8.4k stars 803 forks source link

CogVideoX-5B may generate empty videos in some prompts #214

Closed whh258 closed 1 month ago

whh258 commented 2 months ago

System Info / 系統信息

CogVideoX-5B

Information / 问题信息

[X] The official example scripts / 官方的示例脚本
[ ] My own modified scripts / 我自己修改的脚本和任务

Reproduction / 复现过程

Thanks for the open source of the team. The video quality generated by CogVideoX-5B is really good!

However, when using the huggingface diffusers library and default parameters, we encountered an issue where the generated video was empty: for example, prompt="Yellow curtains swaging near a blue sofa" or "Blue ink drops into water and dispersions".

We don't know what caused this, but when we reduced the guidance scale parameter and the text condition, the generated video returned to normal. Can you provide an explanation or solution to avoid this when run a large number of prompts?

Expected behavior / 期待表现

Provide an explanation or solution to avoid empty videos when run a large number of prompts

zRzRzRzRzRzRzR commented 2 months ago

There is a big problem, your prompt is too short. Please carefully read our readme. We need to use long prompts as input, which requires you to use large language models like GPT-4 / GLM-4 to polish and input long prompts. Otherwise, this is a part that the model has not been trained on

yunkchen commented 2 months ago

There is a big problem, your prompt is too short. Please carefully read our readme. We need to use long prompts as input, which requires you to use large language models like GPT-4 / GLM-4 to polish and input long prompts. Otherwise, this is a part that the model has not been trained on

Our prompt:A person wears a white t-shirt and beige pants, holding a donut with pink icing and sprinkles. They bring the donut close to their mouth in several frames. The pink background contrasts with their white and beige clothing and the red-toned donut.
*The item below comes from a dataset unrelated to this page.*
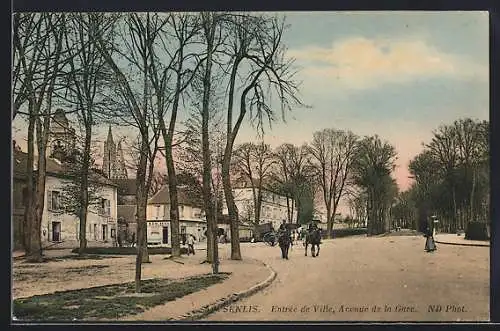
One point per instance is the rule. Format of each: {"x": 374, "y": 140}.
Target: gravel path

using demo code of huggingface model page: video = pipe( prompt=prompt, num_videos_per_prompt=1, num_inference_steps=50, num_frames=49, guidance_scale=6, generator=torch.Generator(device="cuda").manual_seed(42), ).frames[0]

tin2tin commented 2 months ago

I experienced the same problem with prompts like these:

Drone flying through the Salar de Uyuni reflection, mirror-like salt flat, perspective shot, Toyota Land Cruiser in the distance, clear blue sky, fluffy white clouds, 8K resolution, Hasselblad X1D, 24mm lens, f/11 aperture, 1/30s shutter speed, ISO 400.
Flying over the Great Blue Hole, stunning underwater sinkhole, crystal-clear waters, coral reefs, school of fish swimming below, 6K resolution, GoPro Hero8, wide-angle lens, f/2.8 aperture, 1/125s shutter speed, ISO 100.
Drone flying through the Aurora Borealis, Northern Lights, vibrant green and purple colors, snow-covered mountains, frozen lake, 5K resolution, DJI Mavic 2 Pro, 24mm lens, f/2.8 aperture, 1/30s shutter speed, ISO 1600.

bopan3 commented 1 month ago

I recommend increasing the num_inference_steps to 100, this works for my case.